Why Ijtihad Is Necessary
The Quran and Sunna do not explicitly address every question that arises as Muslim societies evolve. The early jurists recognized this: ijtihad is the mechanism by which the law extends from its revealed core to new cases. The Prophet’s hadith: “When a judge makes ijtihad and reaches the correct ruling, he gets two rewards. When he errs, he gets one.” This establishes that good-faith legal reasoning, even when mistaken, is meritorious.
The Qualifications for Mujtahid Mutlaq
Classical scholarship set demanding prerequisites:
- Complete command of the Arabic language (syntax, rhetoric, lexicography)
- Complete knowledge of the Quran and its sciences (occasions of revelation, abrogating/abrogated verses)

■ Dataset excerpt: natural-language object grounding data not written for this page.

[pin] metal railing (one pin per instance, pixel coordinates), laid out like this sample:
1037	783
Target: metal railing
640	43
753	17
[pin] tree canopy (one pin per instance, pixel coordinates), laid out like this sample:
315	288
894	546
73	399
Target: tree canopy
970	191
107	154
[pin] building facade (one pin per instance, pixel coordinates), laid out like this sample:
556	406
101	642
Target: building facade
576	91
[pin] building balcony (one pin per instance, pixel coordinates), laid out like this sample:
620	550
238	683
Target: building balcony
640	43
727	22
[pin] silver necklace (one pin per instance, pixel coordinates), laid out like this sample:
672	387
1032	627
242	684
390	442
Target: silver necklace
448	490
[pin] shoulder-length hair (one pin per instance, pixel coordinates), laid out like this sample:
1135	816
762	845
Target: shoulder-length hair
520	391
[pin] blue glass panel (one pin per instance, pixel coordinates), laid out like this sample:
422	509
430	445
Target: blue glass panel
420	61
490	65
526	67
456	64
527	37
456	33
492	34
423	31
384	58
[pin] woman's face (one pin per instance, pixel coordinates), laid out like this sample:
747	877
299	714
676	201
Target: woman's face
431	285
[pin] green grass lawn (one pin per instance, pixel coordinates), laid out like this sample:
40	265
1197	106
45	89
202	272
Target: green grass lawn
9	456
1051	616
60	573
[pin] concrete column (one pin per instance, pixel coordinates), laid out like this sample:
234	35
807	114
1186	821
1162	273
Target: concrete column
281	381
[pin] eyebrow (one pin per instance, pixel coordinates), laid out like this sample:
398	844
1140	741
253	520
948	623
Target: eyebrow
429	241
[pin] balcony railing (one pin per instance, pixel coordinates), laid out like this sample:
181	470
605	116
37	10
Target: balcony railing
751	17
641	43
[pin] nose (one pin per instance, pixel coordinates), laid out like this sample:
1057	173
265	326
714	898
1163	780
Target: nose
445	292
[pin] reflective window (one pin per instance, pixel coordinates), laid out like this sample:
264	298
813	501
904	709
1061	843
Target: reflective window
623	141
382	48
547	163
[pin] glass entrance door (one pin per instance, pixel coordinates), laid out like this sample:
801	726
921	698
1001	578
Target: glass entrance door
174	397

- Complete command of the Sunna (hadith sciences, chains of transmission, authentication)
- Knowledge of ijma’ (consensus) to avoid contradicting it
- Mastery of qiyas (analogical reasoning) and usul al-fiqh (legal theory)
- Knowledge of maqasid al-shari’a (the objectives of Islamic law)
By the 4th-5th centuries AH, the view emerged that no one alive met all these qualifications and that the accumulated rulings of the four schools covered virtually all cases. This became the “closure of the gate” doctrine.
The Modern Reopening Debate
19th-20th century reformers (al-Afghani, Abduh, Iqbal) contested the closure doctrine as historically contingent and intellectually limiting. They argued:
- No Quranic or hadith text explicitly closes ijtihad
- Novel cases (bioethics, finance, international relations) require fresh reasoning
- Taqlid without engagement had produced intellectual stagnation
Contemporary fiqh councils (OIC Fiqh Academy, AAOIFI) function as collective ijtihad bodies, effectively reopening ijtihad through institutional mechanism rather than individual mujtahid mutlaq.
Taqlid in Practice
The ordinary Muslim who does not have scholarly training follows (yaqallid) a mujtahid — practically, a school or a contemporary scholar. This is not intellectual abdication but rational deference: a doctor defers to a physicist on nuclear physics; a layperson defers to a qualified jurist on complex fiqh questions.